The vibration test clearly fails the application, not the fastener. Repeat that test with a pinned connection or even a tightly fit bolt to the hole and see which unit comes apart first. My hypothesis is that the results would be reversed. If there was tension applied to the fasteners in that test, the split washer would've prevented rotation of the nut rather than accelerating it. That you believe that demonstration means you don't understand the relationship between the components in the design of the application. The friction between the components being fastened had already been compromised to allow either method to fail.

Jim Shaper
07-22-2009, 09:32 PM
For example, anything mission critical experiencing far less vibration than that test on a helicopter would be safety wired or be assembled with self-retaining bolts. The application is clearly wrong for the stated goal of the demonstration.

Fasttrack
07-22-2009, 09:38 PM
And how does a split ring lock washer prevent a nut from spinning off if the bolt has been tensioned to the proper preload?

I did not see the demonstration until you mentioned it. I agree that the test does not mimic the behavior of a properly executed bolted joint. However, the point is that with a properly executed joint, the split ring lock washer is not needed. In cases where the preload on the bolt is not sufficient to keep the two surfaces in contact (i.e. the friction between them not high enough), then the lock washer actually worsens the situation (or at least has no effect)

There is no way that the force of a split ring lock washer can produce the proper preload in a bolt. Thus, once the joint is properly produced, the split ring acts as an ordinary washer for all intensive purposes. If the preload were to be reduced for any reason, the preload provided from the spring action of the washer is still not enough to keep the normal force between the two surfaces sufficently high. Thus the situation is now similiar to that in the Junker test.

What they have done is tightened the bolt with the lock washer just enough so that the only preload is that provided by the lock washer. And it was not sufficent to prevent the nut from backing off.

Jim Shaper
07-22-2009, 10:07 PM
The ends of a properly manufactured split washer are actually sharp edges that force themselves up into the fastener (which must be softer than the lock washer to actually function) and it's that interference between the two sides of the connection that prevents the rotation of the nut or bolt.

I fully agree that poorly made, or improperly installed lock washers are worse than no lock washer at all.

Fasttrack
07-22-2009, 10:54 PM
Ahh - see all of the lock washers I have seen certainly do not fulfill those requirements.
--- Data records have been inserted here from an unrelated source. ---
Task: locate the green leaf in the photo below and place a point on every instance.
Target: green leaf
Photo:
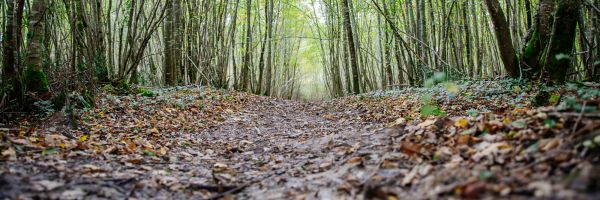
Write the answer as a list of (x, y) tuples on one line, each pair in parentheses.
[(562, 56), (49, 151), (484, 175), (149, 153), (550, 123), (472, 112), (439, 76), (452, 87), (431, 110), (587, 109), (429, 83), (519, 124), (554, 99)]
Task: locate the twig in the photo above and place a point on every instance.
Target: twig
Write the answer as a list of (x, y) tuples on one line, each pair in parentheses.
[(574, 114), (579, 118), (244, 186)]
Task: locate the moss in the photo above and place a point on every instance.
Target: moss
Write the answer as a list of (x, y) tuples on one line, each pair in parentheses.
[(542, 98), (563, 40), (36, 81)]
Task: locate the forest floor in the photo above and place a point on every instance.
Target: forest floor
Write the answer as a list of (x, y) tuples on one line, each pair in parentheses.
[(485, 140)]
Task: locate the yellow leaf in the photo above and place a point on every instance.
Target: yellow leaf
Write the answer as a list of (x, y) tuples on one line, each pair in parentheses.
[(452, 88), (462, 123), (506, 121), (83, 138)]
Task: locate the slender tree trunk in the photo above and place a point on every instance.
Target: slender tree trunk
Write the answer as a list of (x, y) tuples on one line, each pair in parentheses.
[(562, 42), (11, 37), (35, 77), (351, 47), (503, 37), (248, 49)]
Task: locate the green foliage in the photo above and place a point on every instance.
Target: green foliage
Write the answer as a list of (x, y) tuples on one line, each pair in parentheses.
[(36, 81), (146, 92), (44, 108)]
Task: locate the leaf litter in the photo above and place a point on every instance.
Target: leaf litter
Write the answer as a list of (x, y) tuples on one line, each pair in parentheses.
[(202, 143)]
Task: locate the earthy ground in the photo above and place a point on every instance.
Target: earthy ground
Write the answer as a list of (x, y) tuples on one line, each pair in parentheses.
[(207, 144)]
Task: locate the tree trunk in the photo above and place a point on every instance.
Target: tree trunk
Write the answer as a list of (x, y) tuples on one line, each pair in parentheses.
[(248, 51), (35, 77), (562, 42), (503, 37), (10, 77), (351, 48)]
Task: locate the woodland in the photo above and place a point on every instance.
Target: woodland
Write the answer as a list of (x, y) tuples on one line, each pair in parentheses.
[(299, 99)]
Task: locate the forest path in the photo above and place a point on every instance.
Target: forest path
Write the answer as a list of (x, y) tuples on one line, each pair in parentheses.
[(200, 143), (266, 149), (298, 148)]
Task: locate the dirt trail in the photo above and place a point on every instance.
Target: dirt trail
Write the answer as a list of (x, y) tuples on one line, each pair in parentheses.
[(208, 144), (272, 149), (294, 146)]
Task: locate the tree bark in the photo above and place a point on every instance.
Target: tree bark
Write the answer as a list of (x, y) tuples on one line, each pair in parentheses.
[(35, 77), (351, 48), (503, 38), (562, 42)]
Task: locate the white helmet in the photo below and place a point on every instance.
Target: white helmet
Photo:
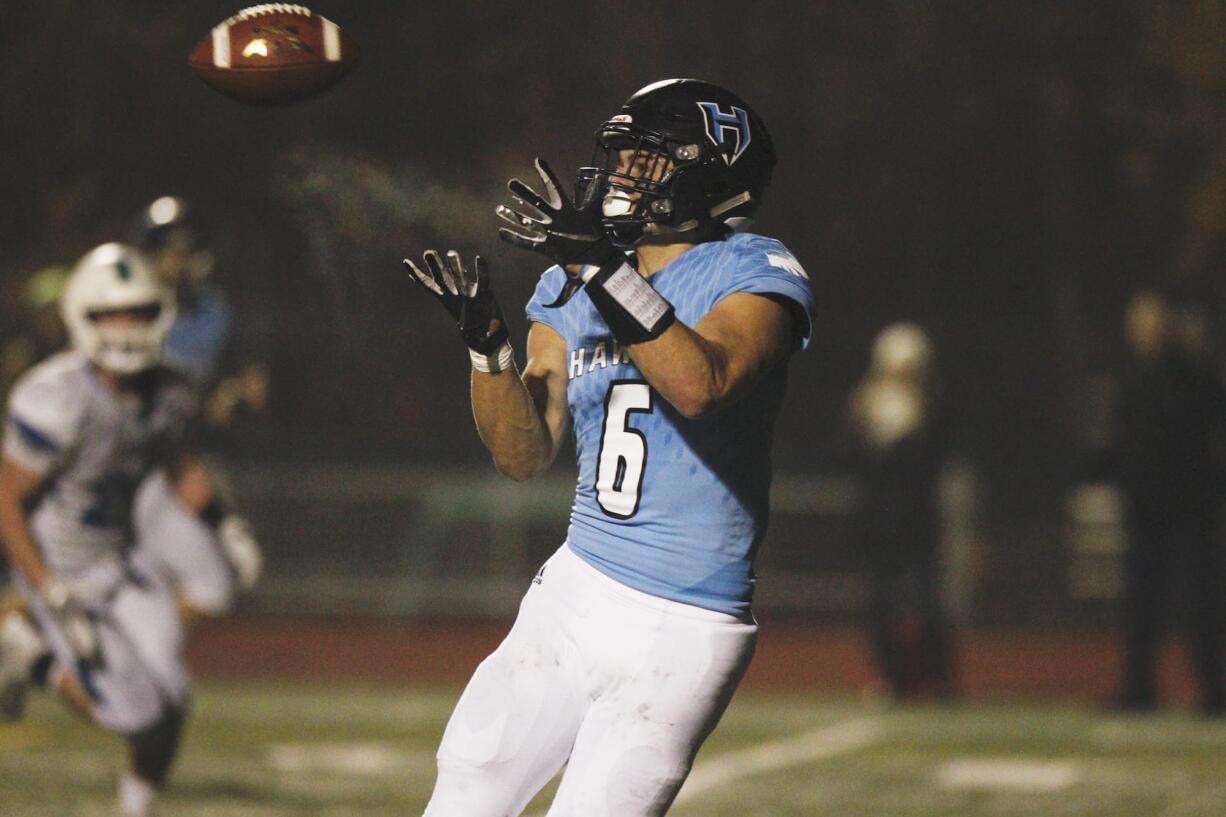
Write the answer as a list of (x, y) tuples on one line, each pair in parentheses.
[(901, 347), (113, 277)]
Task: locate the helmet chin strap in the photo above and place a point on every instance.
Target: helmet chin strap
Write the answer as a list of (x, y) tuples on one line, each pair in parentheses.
[(617, 203)]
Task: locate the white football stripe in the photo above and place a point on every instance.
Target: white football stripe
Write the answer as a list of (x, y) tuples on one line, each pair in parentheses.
[(221, 46), (331, 41), (772, 756), (1005, 774)]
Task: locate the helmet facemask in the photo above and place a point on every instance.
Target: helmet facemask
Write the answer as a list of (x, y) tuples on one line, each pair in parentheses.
[(636, 171), (114, 280), (128, 347)]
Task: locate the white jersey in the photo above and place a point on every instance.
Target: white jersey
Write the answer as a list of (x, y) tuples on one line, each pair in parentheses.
[(93, 445)]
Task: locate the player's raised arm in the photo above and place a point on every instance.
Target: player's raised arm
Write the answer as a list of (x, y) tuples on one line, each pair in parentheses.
[(695, 369), (521, 420)]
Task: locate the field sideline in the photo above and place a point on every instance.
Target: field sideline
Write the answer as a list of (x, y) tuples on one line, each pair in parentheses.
[(347, 750)]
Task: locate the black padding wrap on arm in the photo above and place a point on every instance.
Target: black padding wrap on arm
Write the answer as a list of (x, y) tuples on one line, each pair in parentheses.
[(629, 304)]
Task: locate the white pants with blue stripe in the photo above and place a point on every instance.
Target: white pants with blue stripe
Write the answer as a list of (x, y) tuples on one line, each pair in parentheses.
[(620, 686)]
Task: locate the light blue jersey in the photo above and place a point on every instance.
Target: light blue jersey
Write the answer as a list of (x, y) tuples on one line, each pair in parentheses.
[(197, 337), (670, 506)]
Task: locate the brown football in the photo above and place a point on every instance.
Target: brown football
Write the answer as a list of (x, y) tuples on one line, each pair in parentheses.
[(274, 54)]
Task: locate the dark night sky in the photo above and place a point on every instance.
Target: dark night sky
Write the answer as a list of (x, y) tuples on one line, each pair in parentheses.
[(1002, 174)]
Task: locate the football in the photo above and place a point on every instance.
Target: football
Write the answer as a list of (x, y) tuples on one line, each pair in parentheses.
[(274, 54)]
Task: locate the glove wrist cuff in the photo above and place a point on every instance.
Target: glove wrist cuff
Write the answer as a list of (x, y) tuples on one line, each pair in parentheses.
[(634, 310), (498, 361)]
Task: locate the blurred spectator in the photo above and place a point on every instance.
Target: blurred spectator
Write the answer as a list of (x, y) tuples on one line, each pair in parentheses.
[(895, 423), (39, 330), (1168, 458)]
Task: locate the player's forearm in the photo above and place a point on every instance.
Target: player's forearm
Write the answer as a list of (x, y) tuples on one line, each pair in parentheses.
[(509, 425), (19, 545), (685, 369)]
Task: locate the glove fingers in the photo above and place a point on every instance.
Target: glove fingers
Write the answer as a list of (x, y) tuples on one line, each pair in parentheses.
[(439, 270), (522, 223), (422, 277), (526, 195), (482, 269), (455, 265), (551, 184), (519, 239)]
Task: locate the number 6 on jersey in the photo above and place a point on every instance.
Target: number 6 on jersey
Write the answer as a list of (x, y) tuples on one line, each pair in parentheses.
[(623, 456)]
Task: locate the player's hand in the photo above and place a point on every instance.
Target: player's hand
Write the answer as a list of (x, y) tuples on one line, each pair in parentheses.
[(467, 297), (569, 233), (75, 622), (242, 550)]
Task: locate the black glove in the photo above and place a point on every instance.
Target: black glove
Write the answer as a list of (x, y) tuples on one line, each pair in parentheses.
[(570, 234), (470, 299)]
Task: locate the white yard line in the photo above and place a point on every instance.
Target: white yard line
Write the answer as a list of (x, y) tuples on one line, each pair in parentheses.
[(817, 745), (1008, 774)]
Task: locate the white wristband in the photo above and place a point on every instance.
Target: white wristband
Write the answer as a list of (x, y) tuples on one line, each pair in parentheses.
[(499, 361)]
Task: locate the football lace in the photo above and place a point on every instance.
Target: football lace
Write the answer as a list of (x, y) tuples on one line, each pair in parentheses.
[(269, 9)]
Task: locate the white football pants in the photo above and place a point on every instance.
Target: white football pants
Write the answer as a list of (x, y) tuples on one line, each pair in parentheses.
[(142, 671), (619, 685), (182, 547)]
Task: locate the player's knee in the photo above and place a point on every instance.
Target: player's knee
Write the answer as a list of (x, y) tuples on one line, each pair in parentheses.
[(200, 602), (465, 789)]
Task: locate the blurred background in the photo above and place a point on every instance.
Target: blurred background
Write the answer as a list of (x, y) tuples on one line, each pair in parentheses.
[(1004, 176)]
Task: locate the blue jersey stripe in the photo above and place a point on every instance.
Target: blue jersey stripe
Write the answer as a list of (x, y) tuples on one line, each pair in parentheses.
[(666, 504), (33, 437)]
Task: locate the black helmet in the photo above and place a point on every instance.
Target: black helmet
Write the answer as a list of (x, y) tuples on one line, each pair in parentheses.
[(700, 156), (167, 221)]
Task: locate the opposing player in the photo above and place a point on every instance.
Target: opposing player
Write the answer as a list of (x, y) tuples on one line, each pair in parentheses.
[(83, 427), (663, 335), (207, 552)]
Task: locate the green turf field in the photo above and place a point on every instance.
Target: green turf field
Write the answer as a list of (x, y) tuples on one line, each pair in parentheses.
[(293, 750)]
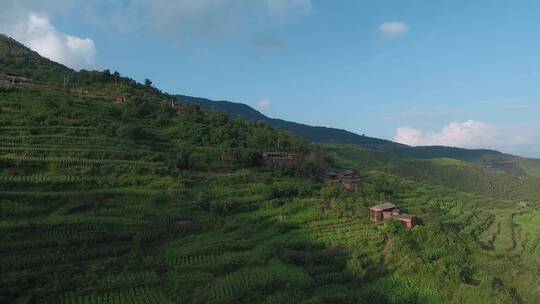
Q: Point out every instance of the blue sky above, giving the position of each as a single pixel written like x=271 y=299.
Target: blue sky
x=457 y=73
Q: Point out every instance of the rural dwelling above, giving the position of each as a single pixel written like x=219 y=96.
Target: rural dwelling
x=347 y=178
x=120 y=100
x=388 y=211
x=280 y=159
x=12 y=80
x=377 y=212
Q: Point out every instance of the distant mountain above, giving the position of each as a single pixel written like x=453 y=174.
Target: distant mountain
x=489 y=158
x=17 y=59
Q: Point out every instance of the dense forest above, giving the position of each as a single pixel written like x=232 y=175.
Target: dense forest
x=133 y=202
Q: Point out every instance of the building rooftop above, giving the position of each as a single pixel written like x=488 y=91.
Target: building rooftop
x=383 y=206
x=405 y=217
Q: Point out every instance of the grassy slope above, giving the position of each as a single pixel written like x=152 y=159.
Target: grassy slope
x=452 y=173
x=127 y=203
x=492 y=159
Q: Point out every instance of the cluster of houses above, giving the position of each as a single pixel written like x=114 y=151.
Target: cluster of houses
x=347 y=178
x=7 y=80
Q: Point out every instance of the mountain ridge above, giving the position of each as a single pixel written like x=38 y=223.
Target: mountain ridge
x=329 y=135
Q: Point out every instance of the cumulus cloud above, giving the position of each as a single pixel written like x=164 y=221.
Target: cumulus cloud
x=473 y=134
x=392 y=29
x=264 y=105
x=37 y=32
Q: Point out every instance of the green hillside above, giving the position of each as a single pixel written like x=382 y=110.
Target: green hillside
x=494 y=160
x=133 y=203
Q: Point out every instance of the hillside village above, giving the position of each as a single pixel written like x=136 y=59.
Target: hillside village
x=114 y=192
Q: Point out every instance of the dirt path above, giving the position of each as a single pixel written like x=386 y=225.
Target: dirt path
x=386 y=247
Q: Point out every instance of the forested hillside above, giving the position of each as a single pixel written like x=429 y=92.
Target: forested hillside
x=491 y=159
x=134 y=202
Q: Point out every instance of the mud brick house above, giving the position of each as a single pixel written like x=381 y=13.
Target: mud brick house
x=280 y=159
x=388 y=211
x=120 y=100
x=12 y=80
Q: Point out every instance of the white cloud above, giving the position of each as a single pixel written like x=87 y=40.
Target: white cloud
x=473 y=134
x=188 y=19
x=392 y=29
x=37 y=32
x=264 y=105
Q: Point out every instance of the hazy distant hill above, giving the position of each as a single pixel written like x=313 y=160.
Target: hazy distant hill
x=490 y=158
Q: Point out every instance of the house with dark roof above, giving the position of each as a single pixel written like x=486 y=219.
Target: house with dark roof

It would seem that they would not be of any use on, say, grade 8 or higher bolts.

Jim Shaper
07-22-2009, 11:07 PM
They make grade 8 split lock washers. I buy them all the time locally.

Paul Alciatore
07-22-2009, 11:48 PM
One real difference in the application is that the star style washers are often used in electrical/electronic connections. This is probably because the multiple points will better assure a good electrical conduction path than a single point of the split style. They are often used on high current terminals and on standoffs for PC boards where the ground plane on the board is being grounded to the case. (Before you flame me, I said "often used" not "always used".)

Another consideration in some assemblies would be balance. A split washer will add stress on one side only while the star style will evenly distribute the stress all around the screw/nut.

tattoomike68
07-23-2009, 12:32 AM
They make grade 8 split lock washers. I buy them all the time locally.

Every bolt on a cat tractor is grade 8 and many bolts have lock washers. A tractor is a perfect example of why we need lock washers.

Aircraft have wired bolts and tend to be insane hard, you have to drill the bolt heads for wires. the poor bit squeeks and squaks and tries to die all the way. I had to charge them a lot and they keep giving me those rock hard %#$@ they did not care about the bill at all. I was wishing lock washers would work for them.